Richardson, 60, entered a race that is already crowded with both Democrats and Republicans. He was first elected to the House In 2012. He starts with a strong base as his Democratic state House district is enclosed entirely within Congressional District 27, is 60 percent Hispanic and leans Democratic. 

"Ileana Ros-Lehtinen because of her tenure has been amazing and exceptional with constituent services,'' he said. "I really believe she could have won in 2018."

National Democrats consider the seat, which favor Clinton over Trump by 20 percentage points, a favorable pickup opportunity. Already announced are state Sen. Jose Javier Rodriguez, Miami Beach commissioner Kristen Rosen Gonzalez, University of Miami academic adviser Michael Hepburn and Mark Anthony Person. 

Republican candidates who have announced former school board member and Miami-Dade mayoral candidate Raquel Regalado and Miami-Dade County commissioner Bruno Barreiro will run, and Maria Peiro, who unsuccessfully challenged Ros-Lehtinen in last year’s primary. 

Richardson said he has been considered a run for Congress for some time but expected Ros-Lehtinen to retire in 2020. Her unexpected announcement that she will retire in 2018 after 35 years in office, accelerated his timeline.

Miami businessman Scott Fuhrman, the first Democrat to announce a challenge to Ros-Lehtinen before her resignated, announced Tuesday that he’s suspending his campaign. Richardson, who is spending Tuesday in D.C. meeting with pollsters and party strategists, said he has hired Eric Johnson, who managed Fuhrman's campaign, to be his campaign consultant.

"I've been looking at the seat for a couple of years but had decided I wasn't going to run against her,'' he said. "It's not going to be a cakewalk. I've spent a lot of time studying the race and weighing my options. I think this is the best way to serve folks in the State of Florida right now."

Read more: Ileana Ros-Lehtinen to retire from Congress

Richardson ran for office after he retired as a forensic auditor. Drawing on a 30-year career unraveling corporate corruption and financial malfeasance, he turned his expertise into examining the financial records, policies and allegations of abuse in the state's troubled corrections system.

He investigated brutal “test of heart” hazing rituals used by prison gangs to extort money from young newcomers in return for protection and forced policy changes.
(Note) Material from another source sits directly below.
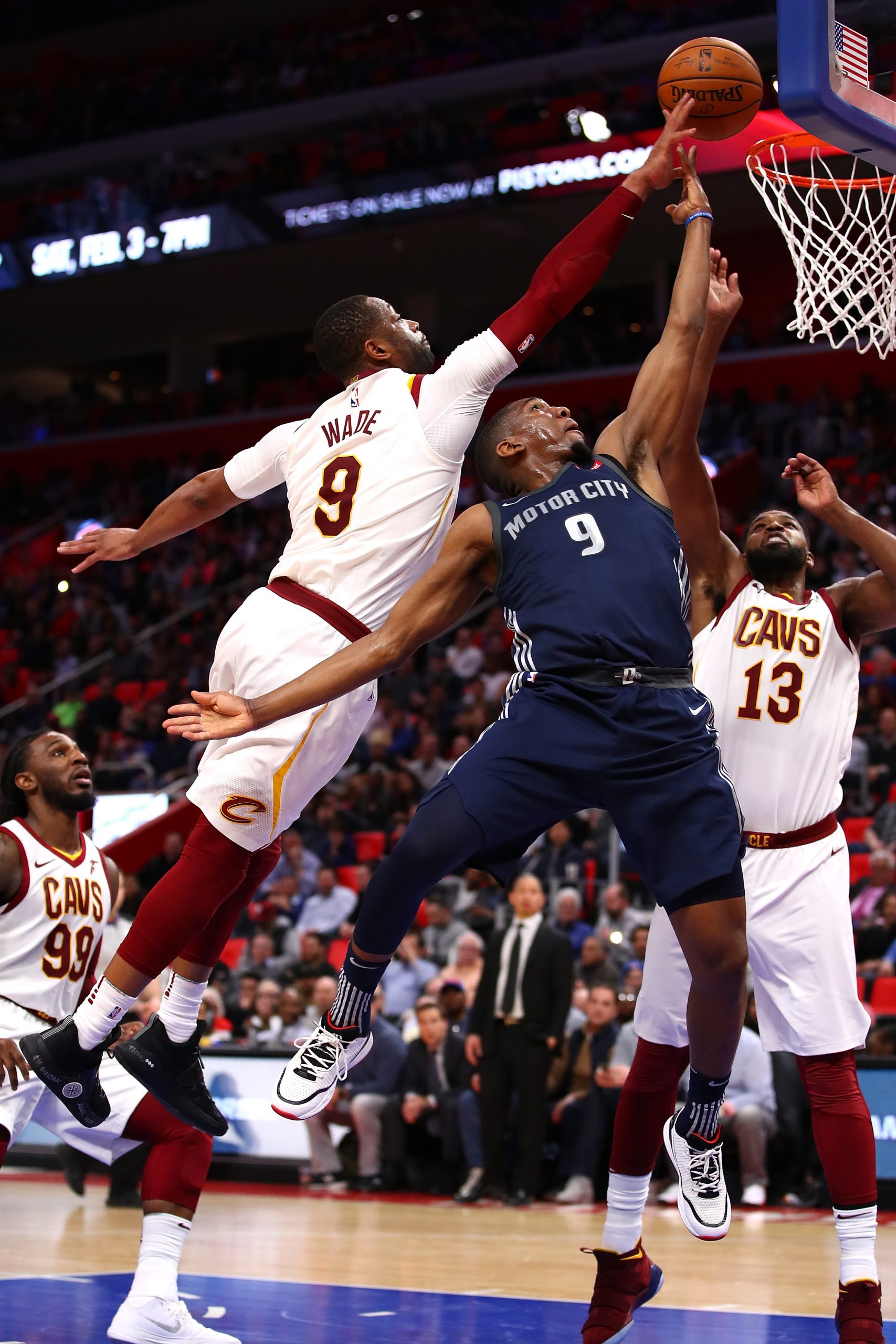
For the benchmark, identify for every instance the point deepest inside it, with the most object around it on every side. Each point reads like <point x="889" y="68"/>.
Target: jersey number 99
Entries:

He has learned how gangs avoid corrections officers, create lookouts and decoys, and rely on poorly designed prison spaces to exploit blind spots and prey on their victims.

He uncovered what he considers “ground zero for officer-on-inmate violence” at Sumter Correctional Institution. He dug out details about how new arrivals were routinely “punched, or choked, or hit or slapped by an officer” as they arrived on the prison bus, validating reports that elements of the state’s prison culture were failing to police their own.

Read more: A fix-it Miami lawmaker goes into prisons, talks to inmates ... but avoids 1 question

In the last year, he spent more than 700 hours interviewing 300 inmates at dozens of facilities across the state, Richardson discovered that the bifurcated oversight worked to the advantage of the private prison companies and to the disadvantage of taxpayers.

He revealed evidence of officer-on-inmate violence at youthful offender facilities, uncovered how gangs evaded officers, caught officers withholding food from inmates, and persuaded the Department of Corrections to close down Lancaster Correctional Institution, a youthful offender prison. He uncovered “horrific” conditions at Columbia Correctional, where toilets wouldn’t flush, showers didn’t work, a heating system didn’t heat and deafening sounds came from an exhaust fan.

And he has forced two investigations in Gadsden Correctional, where he discovered women housed lived for months without hot water or heat, faced flooded bathrooms daily and endured water rations when the septic tanks were jammed with food waste.

READ MORE: “Private prison deprived inmates of heat and hot water for months, lawmaker finds”

"I can't wait to get started looking at the federal prisons,'' Richardson said.